One of the report’s most important contributions is shifting attention beyond formal meetings. While official encounters between lobbyists and policymakers are declared, the data reveals a parallel, less visible reality: informal lobbying in corridors, cafés, and unrecorded encounters. Crucially, over 60% of fossil fuel lobby visits were not linked to any declared meeting. This suggests that much of the influence exercised in Brussels happens outside formal transparency mechanisms, raising questions about how accountability can be ensured.

A Structural Imbalance in Representation

The data confirms a structural imbalance. Private interests account for 59% of all lobbying visits, while NGOs represent just 28%. But even this comparison understates the disparity. Large corporations operate through multiple channels simultaneously:

  • direct representation,
  • industry associations, and
  • professional consultancies.

For example, ExxonMobil not only lobbies directly but also funds a network of consultancies and associations. When these indirect channels are included, the company’s presence in Parliament exceeds 650 visits in four months. This “multi-layered lobbying” model gives corporate actors a reach that civil society simply cannot match.

The Weight of Fossil Fuel Interests

The report identifies 27 fossil fuel lobbying groups active during the period, including companies, trade associations, and infrastructure firms. Together, they ensured that fossil fuel interests were present in Parliament on 87.5% of sitting days. Their objective was to shape key legislative files, particularly Omnibus I, which revised major sustainability laws such as the Corporate Sustainability Due Diligence Directive (CSDDD) and the Corporate Sustainability Reporting Directive (CSRD).

On certain days, there were more lobbyists than Members of the European Parliament, highlighting how lobbying pressure concentrates precisely when political decisions are being made.

International and Indirect Influence

Another striking finding is the role of non-European actors. The United States was the most active non-EU country, with lobbyists present 95% of the time Parliament was in session. This influence is amplified by consultancies: among the 50 most active firms, 40 were funded by US-based interests. These intermediaries play a central role in shaping EU policy debates, often on behalf of fossil fuel and tech corporations.

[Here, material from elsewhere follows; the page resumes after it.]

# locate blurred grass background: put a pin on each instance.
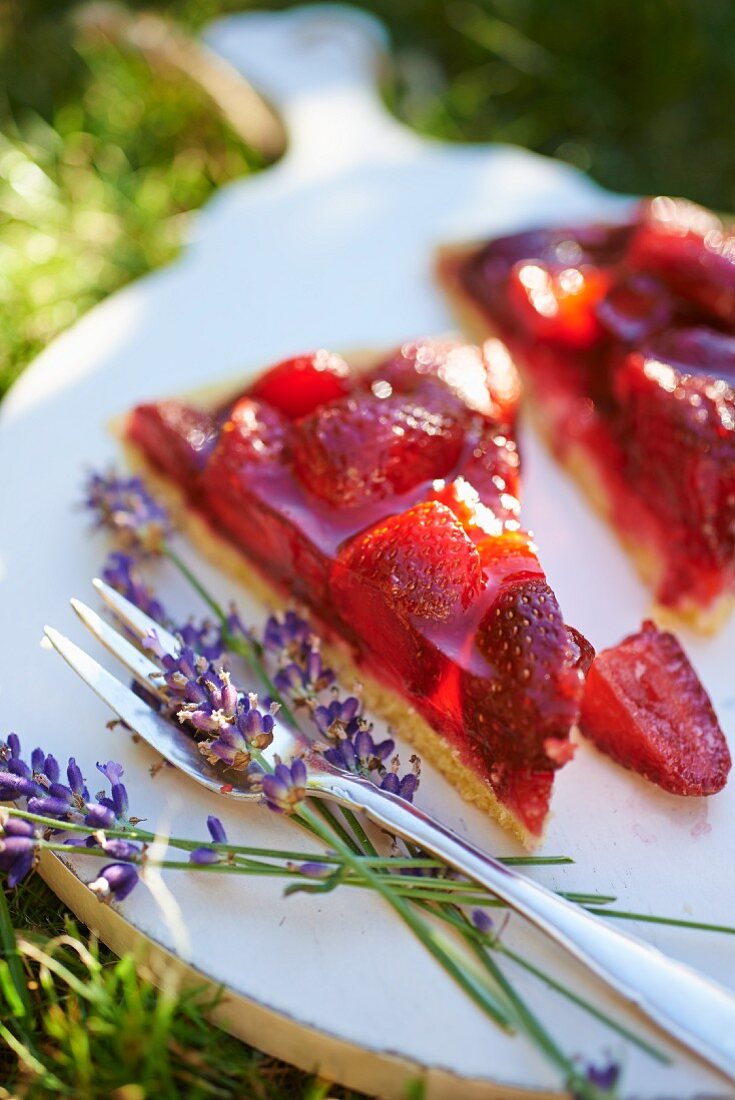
(103, 155)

Legislative Outcomes and Democratic Risks

The report links this intense lobbying activity to concrete political outcomes. During negotiations on the Omnibus law, key provisions, such as requirements for corporate climate transition plans, were ultimately removed, aligning with demands long advanced by fossil fuel interests. While causality in policymaking is always complex, the correlation between peak lobbying presence and critical legislative turning points is striking.

Transparency efforts by the European Parliament are a step forward, but this report makes clear they are not sufficient. When lobbying is continuous,multi-channel, and largely informal, simply tracking meetings cannot capture the full picture.